As the Bank of Canada and other market watchers keep a wary eye on Toronto housing, condo buyers are out in force.
Indeed, the market for new condominiums in Canada's biggest city appears headed for one of its best-ever years.
Urbanation, which tracks the city's condo market, said Thursday that both sales and prices for new units climbed in the third quarter of the year.
Sales in the quarter rose to 4,753, a level Urbanation said marked the third-best summer, after 2011 and 2007. It also marked a 53-per-cent gain from the 10-year low in the same period of last year.
On a rolling basis, condo sellers have sold more than 19,000 units in the year ending in September.

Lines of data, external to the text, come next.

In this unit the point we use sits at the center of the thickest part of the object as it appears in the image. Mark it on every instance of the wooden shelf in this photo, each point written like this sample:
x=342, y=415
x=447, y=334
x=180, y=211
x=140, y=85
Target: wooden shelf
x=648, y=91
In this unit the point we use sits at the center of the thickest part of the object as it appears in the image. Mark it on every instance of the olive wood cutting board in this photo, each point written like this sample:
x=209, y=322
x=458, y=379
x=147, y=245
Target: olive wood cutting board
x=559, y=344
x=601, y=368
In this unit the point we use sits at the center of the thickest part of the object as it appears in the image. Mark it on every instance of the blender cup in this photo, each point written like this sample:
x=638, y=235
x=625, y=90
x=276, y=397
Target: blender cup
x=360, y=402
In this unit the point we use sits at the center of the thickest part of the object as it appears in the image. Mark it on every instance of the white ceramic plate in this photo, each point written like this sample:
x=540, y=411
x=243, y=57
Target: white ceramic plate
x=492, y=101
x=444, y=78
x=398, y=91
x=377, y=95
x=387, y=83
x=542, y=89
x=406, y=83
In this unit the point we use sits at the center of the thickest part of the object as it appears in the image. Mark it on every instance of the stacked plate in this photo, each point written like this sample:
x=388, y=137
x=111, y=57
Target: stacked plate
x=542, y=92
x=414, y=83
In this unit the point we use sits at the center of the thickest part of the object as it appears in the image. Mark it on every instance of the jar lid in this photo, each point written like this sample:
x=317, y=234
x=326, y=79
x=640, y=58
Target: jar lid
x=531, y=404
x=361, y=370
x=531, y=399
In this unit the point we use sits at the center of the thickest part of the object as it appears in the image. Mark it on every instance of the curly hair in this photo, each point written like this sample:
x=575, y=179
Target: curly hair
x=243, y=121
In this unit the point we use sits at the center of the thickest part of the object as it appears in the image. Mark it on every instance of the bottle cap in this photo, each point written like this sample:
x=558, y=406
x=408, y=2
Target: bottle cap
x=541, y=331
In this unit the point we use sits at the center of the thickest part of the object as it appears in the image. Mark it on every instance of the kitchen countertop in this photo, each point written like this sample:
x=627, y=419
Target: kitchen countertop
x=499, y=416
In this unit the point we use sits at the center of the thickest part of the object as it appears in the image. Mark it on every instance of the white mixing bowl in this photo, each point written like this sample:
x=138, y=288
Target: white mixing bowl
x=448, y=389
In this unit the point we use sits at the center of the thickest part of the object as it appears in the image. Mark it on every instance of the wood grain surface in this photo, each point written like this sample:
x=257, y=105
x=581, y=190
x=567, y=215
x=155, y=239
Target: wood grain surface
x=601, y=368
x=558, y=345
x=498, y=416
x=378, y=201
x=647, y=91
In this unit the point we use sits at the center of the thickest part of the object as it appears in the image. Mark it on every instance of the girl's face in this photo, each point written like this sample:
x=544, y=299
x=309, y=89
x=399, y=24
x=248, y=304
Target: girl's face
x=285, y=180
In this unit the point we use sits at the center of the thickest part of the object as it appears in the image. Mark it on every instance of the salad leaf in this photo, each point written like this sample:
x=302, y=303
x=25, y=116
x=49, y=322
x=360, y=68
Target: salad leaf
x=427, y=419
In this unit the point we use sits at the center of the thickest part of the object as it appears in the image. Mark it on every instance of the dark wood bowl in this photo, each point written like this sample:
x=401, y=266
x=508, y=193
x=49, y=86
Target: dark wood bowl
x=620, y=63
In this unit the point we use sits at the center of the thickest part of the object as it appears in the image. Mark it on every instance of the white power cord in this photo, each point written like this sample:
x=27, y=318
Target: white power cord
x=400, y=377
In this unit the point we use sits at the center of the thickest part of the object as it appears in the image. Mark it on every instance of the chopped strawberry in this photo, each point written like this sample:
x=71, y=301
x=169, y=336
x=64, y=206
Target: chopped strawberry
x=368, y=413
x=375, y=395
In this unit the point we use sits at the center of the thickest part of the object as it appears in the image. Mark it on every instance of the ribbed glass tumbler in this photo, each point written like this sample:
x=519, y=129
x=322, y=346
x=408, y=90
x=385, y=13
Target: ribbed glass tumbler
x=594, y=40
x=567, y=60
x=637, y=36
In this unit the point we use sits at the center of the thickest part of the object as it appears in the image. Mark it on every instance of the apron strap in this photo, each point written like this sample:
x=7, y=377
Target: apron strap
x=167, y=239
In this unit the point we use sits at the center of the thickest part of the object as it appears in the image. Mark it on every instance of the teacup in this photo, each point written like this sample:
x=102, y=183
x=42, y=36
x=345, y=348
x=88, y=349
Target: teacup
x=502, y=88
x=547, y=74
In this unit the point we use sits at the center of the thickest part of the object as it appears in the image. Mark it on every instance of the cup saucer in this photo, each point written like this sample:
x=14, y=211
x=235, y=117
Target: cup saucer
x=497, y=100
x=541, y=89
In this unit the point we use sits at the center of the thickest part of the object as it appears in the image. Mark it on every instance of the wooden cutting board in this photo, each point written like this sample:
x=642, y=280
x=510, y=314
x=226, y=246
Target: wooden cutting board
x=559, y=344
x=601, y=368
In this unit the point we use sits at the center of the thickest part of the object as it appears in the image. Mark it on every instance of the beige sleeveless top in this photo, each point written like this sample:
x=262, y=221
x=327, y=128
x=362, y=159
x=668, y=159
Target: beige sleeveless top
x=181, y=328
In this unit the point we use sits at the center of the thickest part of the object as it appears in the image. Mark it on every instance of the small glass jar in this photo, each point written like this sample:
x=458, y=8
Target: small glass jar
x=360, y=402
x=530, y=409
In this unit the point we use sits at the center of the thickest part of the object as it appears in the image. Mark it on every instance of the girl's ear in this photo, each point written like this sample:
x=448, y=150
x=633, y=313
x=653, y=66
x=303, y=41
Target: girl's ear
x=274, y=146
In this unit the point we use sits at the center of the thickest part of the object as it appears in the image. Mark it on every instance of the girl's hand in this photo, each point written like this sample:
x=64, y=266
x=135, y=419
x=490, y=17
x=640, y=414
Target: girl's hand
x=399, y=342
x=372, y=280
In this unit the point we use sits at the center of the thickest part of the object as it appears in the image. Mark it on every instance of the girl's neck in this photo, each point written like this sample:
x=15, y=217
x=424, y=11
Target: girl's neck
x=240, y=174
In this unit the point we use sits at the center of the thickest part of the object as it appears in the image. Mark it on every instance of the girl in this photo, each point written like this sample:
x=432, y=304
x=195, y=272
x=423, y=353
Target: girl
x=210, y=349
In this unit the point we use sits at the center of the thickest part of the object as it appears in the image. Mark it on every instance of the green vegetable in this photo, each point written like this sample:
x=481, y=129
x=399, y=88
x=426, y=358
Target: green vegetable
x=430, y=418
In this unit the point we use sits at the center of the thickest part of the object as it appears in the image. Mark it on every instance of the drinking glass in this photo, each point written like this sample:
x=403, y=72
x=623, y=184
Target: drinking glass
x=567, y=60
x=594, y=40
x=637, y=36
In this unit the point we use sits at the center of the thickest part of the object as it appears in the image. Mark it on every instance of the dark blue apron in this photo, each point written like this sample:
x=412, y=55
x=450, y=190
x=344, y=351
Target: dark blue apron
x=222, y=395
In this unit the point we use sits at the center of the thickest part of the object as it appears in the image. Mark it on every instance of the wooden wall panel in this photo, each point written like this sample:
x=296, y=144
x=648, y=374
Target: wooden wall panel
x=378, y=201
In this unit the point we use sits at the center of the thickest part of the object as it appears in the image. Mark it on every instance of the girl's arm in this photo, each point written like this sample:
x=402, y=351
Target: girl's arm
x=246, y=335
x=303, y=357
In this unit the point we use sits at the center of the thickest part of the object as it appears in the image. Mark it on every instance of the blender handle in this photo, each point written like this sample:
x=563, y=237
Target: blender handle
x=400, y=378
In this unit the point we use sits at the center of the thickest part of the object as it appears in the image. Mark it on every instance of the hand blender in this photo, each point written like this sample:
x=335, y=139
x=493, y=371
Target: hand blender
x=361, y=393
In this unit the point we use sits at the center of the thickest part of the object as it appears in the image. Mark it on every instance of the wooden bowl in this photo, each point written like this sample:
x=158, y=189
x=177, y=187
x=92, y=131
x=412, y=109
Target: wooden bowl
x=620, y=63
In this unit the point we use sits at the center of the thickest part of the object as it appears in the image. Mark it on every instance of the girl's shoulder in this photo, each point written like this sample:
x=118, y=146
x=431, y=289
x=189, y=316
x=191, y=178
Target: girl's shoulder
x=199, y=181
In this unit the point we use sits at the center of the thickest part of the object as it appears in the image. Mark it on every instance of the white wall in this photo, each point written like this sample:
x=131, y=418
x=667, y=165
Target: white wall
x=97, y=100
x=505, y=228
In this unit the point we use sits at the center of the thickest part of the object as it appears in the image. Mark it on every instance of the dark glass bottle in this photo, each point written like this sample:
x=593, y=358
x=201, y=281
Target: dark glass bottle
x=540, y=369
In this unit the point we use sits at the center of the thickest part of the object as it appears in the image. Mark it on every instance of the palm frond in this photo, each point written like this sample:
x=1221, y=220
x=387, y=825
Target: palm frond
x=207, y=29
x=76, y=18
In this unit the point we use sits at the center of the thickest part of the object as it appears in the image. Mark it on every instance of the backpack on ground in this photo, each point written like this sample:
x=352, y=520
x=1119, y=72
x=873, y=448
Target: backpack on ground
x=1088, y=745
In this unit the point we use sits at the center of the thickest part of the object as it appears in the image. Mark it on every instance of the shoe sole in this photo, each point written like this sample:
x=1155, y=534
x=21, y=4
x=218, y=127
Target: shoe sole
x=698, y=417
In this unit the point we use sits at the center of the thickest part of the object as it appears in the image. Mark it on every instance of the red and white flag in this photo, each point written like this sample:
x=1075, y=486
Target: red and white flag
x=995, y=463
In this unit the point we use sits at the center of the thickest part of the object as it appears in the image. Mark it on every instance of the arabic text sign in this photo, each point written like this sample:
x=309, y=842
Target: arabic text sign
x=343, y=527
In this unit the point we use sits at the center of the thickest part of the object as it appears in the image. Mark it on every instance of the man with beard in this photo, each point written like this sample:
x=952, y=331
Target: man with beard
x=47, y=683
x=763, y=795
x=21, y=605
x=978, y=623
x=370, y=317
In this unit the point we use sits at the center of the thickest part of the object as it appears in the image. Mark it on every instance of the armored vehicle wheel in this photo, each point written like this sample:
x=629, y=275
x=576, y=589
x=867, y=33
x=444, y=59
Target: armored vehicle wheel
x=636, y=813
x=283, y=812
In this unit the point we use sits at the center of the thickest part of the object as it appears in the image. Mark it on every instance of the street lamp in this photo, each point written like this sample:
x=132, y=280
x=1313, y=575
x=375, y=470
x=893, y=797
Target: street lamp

"Sales were boosted by a number of highly successful new project launches during the quarter, but more importantly by increased absorptions at pre-existing projects," Urbanation said, which means the number of unsold units, from those in pre-construction to those completed, shrank by 11 per cent.
Also noteworthy was the fact that the share of condos in development that have already been sold, more than 104,000, rose in the quarter to a record 84 per cent.
Average selling prices rose by 3 per cent from a year earlier, to $555 a square foot, while those for unsold units increased by 2 per cent to an average $571.
"There is still quite a bit of pent-up demand that came out of the slowdown last year," Urbanation senion vice-president Shaun Hildebrand said in a statement.
"Should market confidence continue to hold in spite of the recent turmoil in financial markets, this sales momentum will carry into the final months of 2014 and early 2015."
Well, that's the question, isn't it?
Just last week, the Bank of Canada noted that while eastern Canadian housing markets appear headed for a soft landing, those in Ontario, British Columbia and Alberta are still going great guns.
By that, the central bank means Toronto, Vancouver and Calgary.
The Bank of Canada noted "renewed vigour" in Canadian housing, all of which again raises flags about what the central bank calls household imbalances, or rather swollen debt levels.
In the past, under a different governor, the central bank went so far as to threaten a rate hike to cool things down, though the current chief shows no signs of doing that.